Results from a new global survey of 152 people living with idiopathic pulmonary fibrosis (IPF) showed that while a majority of these patients have been involved in decisions regarding their treatment, ample opportunity exists for improvement of the quality and inclusiveness of dialogue between patients and healthcare professionals.
Findings of the survey, sponsored by Boehringer Ingelheim and designed to provide insights into IPF and the realities of living with the condition, were released on Feb. 28 to coincide with Rare Disease Day, whose 2017 theme was “research.”
Although the survey confirmed that an encouraging two out of three (64 percent) of IPF patients have participated in determining the appropriate IPF treatment for them, nearly one out of every three patient respondents (30 percent) reported no involvement at all in discussions and decision-making pertaining to their treatment.

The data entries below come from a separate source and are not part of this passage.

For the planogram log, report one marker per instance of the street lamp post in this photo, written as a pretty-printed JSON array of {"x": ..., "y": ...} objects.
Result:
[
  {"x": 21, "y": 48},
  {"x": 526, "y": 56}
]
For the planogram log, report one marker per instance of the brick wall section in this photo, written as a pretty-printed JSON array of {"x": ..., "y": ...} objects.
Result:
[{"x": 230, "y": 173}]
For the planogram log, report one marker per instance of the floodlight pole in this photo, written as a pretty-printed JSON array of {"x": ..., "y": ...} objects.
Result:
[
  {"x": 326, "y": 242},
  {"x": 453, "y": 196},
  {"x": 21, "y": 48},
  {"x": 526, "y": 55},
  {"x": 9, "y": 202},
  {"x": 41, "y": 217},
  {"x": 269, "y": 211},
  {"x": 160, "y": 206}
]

“It is vital that IPF patients are actively involved in the treatment decisions that affect them,” said Liam Galvin, secretary of the European Idiopathic Pulmonary Fibrosis & Related Disorders Federation (EU-IPFF), in a press release. “Open discussion about the lifestyle needs and priorities of patients is key to making the right choice of therapy that can slow the progression of IPF and other options that could assist with its symptoms and management.”
The new findings of the “Boehringer Ingelheim Think of Everything Global Patient Survey 2016” expand on insights from a 2015 global survey of more than 400 pulmonologists. Results of that study showed that while patients and their physicians were generally in agreement on one major key treatment priority — prolonging maintenance of lung function — there was not as much agreement regarding other IPF treatment priorities.
In addition to sustaining lung function for as long as possible, IPF patients also considered important measures to reduce the likelihood of sudden worsening and finding medications with manageable side effects. However, the survey found that physicians were more inclined to emphasize the importance of treatments that enable patients to continue normal day-to-day activities as long as possible, and a treatment’s effectiveness independent of the stage of disease development, as their priorities in choosing IPF therapies.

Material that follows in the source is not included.